What more indeed? It was the question that Nessim asked himself repeatedly as the car whimpered towards the desert with hawk-featured Selim motionless at the wheel. Some miles before the Arab fort the road fetches away inland from the coast and to reach the oasis one must swerve aside off the tarmac along an outcrop of stiff flaky dune — like beaten white of egg, glittering and mica-shafted. Here and there where the swaying car threatens to sink its driving-wheels in the dune they always find purchase again on the bed of friable sandstone which forms the backbone to the whole promontory. It was exhilarating to feather this sea of white crispness like a cutter travelling before a following wind.

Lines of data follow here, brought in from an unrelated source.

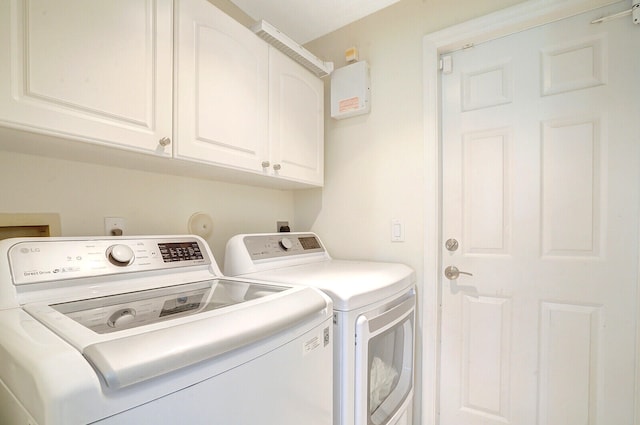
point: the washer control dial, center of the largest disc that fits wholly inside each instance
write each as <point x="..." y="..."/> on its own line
<point x="120" y="255"/>
<point x="286" y="244"/>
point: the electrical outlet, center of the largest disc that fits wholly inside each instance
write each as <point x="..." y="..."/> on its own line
<point x="114" y="226"/>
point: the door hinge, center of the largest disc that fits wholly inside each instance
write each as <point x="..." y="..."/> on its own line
<point x="446" y="64"/>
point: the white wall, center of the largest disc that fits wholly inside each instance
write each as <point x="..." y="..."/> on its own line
<point x="83" y="194"/>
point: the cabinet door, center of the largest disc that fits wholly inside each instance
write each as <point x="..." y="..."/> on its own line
<point x="222" y="89"/>
<point x="296" y="131"/>
<point x="97" y="71"/>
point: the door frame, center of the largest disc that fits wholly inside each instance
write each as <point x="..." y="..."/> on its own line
<point x="526" y="15"/>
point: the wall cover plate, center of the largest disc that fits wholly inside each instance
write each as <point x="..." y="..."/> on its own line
<point x="201" y="224"/>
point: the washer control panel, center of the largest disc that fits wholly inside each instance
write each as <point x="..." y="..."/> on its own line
<point x="36" y="261"/>
<point x="273" y="245"/>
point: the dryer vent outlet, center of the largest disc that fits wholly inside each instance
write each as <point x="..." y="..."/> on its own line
<point x="282" y="226"/>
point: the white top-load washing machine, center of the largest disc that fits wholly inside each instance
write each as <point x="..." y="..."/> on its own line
<point x="146" y="330"/>
<point x="374" y="318"/>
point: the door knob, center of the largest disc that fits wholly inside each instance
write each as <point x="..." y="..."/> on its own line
<point x="452" y="273"/>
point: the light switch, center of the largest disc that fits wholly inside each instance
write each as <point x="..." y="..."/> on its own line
<point x="397" y="231"/>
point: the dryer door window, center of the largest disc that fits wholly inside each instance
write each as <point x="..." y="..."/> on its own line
<point x="384" y="365"/>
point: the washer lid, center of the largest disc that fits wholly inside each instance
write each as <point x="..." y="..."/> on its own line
<point x="351" y="284"/>
<point x="197" y="330"/>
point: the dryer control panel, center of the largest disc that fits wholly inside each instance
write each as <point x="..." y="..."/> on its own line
<point x="273" y="245"/>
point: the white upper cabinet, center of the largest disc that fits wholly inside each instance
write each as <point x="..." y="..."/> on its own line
<point x="242" y="104"/>
<point x="221" y="89"/>
<point x="97" y="71"/>
<point x="213" y="97"/>
<point x="296" y="120"/>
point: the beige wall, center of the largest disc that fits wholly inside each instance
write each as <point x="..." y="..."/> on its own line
<point x="374" y="164"/>
<point x="83" y="194"/>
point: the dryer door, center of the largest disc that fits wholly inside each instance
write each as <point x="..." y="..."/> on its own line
<point x="384" y="362"/>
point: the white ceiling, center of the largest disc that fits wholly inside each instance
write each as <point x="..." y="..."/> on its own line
<point x="306" y="20"/>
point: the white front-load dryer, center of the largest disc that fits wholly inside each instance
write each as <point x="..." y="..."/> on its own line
<point x="374" y="319"/>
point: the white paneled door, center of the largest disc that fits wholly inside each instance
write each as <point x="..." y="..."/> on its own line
<point x="541" y="173"/>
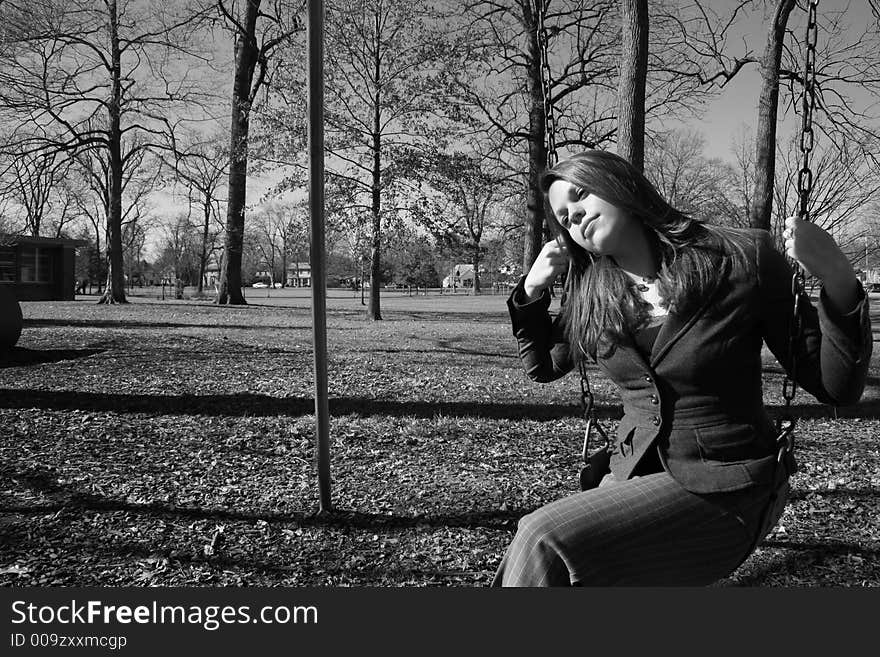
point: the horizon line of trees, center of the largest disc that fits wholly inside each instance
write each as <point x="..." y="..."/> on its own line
<point x="436" y="119"/>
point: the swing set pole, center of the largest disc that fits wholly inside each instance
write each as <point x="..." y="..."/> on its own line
<point x="318" y="256"/>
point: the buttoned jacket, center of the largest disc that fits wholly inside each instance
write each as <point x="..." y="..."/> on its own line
<point x="698" y="397"/>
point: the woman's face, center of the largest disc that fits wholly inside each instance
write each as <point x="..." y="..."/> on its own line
<point x="594" y="224"/>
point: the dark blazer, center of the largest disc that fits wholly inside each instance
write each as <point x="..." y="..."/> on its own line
<point x="699" y="395"/>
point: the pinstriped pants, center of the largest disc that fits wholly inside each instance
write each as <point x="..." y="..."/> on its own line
<point x="646" y="531"/>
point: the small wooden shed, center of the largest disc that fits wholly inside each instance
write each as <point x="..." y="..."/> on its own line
<point x="38" y="268"/>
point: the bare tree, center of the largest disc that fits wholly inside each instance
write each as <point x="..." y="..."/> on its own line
<point x="260" y="28"/>
<point x="34" y="183"/>
<point x="705" y="188"/>
<point x="380" y="99"/>
<point x="633" y="77"/>
<point x="460" y="205"/>
<point x="202" y="168"/>
<point x="845" y="184"/>
<point x="103" y="78"/>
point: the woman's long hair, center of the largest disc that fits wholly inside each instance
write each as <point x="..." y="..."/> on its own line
<point x="602" y="305"/>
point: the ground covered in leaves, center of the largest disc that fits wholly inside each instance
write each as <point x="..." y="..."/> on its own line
<point x="171" y="443"/>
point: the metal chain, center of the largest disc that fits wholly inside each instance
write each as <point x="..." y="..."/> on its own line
<point x="805" y="187"/>
<point x="540" y="8"/>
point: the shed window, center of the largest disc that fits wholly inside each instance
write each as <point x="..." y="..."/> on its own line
<point x="36" y="265"/>
<point x="7" y="264"/>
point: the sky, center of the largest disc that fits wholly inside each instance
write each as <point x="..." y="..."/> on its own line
<point x="730" y="113"/>
<point x="736" y="106"/>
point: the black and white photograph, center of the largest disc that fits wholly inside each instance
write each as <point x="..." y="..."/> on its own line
<point x="410" y="294"/>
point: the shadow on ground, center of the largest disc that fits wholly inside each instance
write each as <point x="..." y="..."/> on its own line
<point x="252" y="404"/>
<point x="19" y="356"/>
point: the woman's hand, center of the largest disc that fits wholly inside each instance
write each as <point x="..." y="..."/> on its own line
<point x="551" y="261"/>
<point x="819" y="255"/>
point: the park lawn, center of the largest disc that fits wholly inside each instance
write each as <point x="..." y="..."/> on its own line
<point x="171" y="443"/>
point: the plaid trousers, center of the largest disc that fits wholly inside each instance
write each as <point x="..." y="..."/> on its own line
<point x="646" y="531"/>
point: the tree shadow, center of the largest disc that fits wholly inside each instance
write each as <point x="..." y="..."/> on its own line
<point x="20" y="356"/>
<point x="868" y="494"/>
<point x="867" y="410"/>
<point x="253" y="404"/>
<point x="65" y="497"/>
<point x="133" y="324"/>
<point x="800" y="557"/>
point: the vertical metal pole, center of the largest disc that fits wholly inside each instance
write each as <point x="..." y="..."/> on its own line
<point x="318" y="257"/>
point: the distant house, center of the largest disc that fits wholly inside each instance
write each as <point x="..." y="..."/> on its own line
<point x="39" y="268"/>
<point x="299" y="274"/>
<point x="461" y="276"/>
<point x="212" y="270"/>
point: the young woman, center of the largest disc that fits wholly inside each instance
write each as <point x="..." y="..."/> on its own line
<point x="675" y="312"/>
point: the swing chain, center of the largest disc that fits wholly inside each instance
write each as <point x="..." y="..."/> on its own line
<point x="587" y="402"/>
<point x="785" y="429"/>
<point x="540" y="9"/>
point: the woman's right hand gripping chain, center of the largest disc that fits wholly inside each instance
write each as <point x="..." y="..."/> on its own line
<point x="550" y="263"/>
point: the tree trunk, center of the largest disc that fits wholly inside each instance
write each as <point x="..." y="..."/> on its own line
<point x="631" y="89"/>
<point x="476" y="262"/>
<point x="246" y="52"/>
<point x="768" y="104"/>
<point x="534" y="233"/>
<point x="373" y="310"/>
<point x="115" y="290"/>
<point x="203" y="256"/>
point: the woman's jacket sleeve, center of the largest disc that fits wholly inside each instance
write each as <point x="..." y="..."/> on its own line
<point x="543" y="348"/>
<point x="831" y="359"/>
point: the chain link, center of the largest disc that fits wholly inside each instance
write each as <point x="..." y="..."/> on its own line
<point x="805" y="188"/>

It had been in Nessim’s mind for some time past — the suggestion had originally been Pursewarden’s — to repay the devotion of old Panayotis with the only kind of gift the old man would understand and find acceptable: and he carried now in his polished brief-case a dispensation from the Patriarch of Alexandria permitting him to build and endow a small chapel to St Arsenius in his house. The choice of saint had been, as it always should be, fortuitous. Clea had found an eighteenth-century ikon of him, in pleasing taste, lying among the lumber of a Muski stall in Cairo. She had given it to Justine as a birthday present.
These then were the treasures they unpacked before the restless bargaining eye of the old man. It took them some time to make him understand for he followed Arabic indifferently and Nessim knew no Greek. But looking up at last from the written dispensation he clasped both hands and threw up his chin with a smile; he seemed about to founder under the emotions which beset him. Everything was understood. Now he knew why Nessim had spent such hours considering the empty end-stable and sketching on paper. He shook his hands warmly and made inarticulate clucking-noises. Nessim’s heart went out to him with a kind of malicious envy to see how wholehearted his pleasure was at this act of thoughtfulness. From deep inside the camera obscura of the thoughts which filled his mind he studied the old beadle carefully, as if by intense scrutiny to surprise the single-heartedness which brought the old man happiness, peace of mind.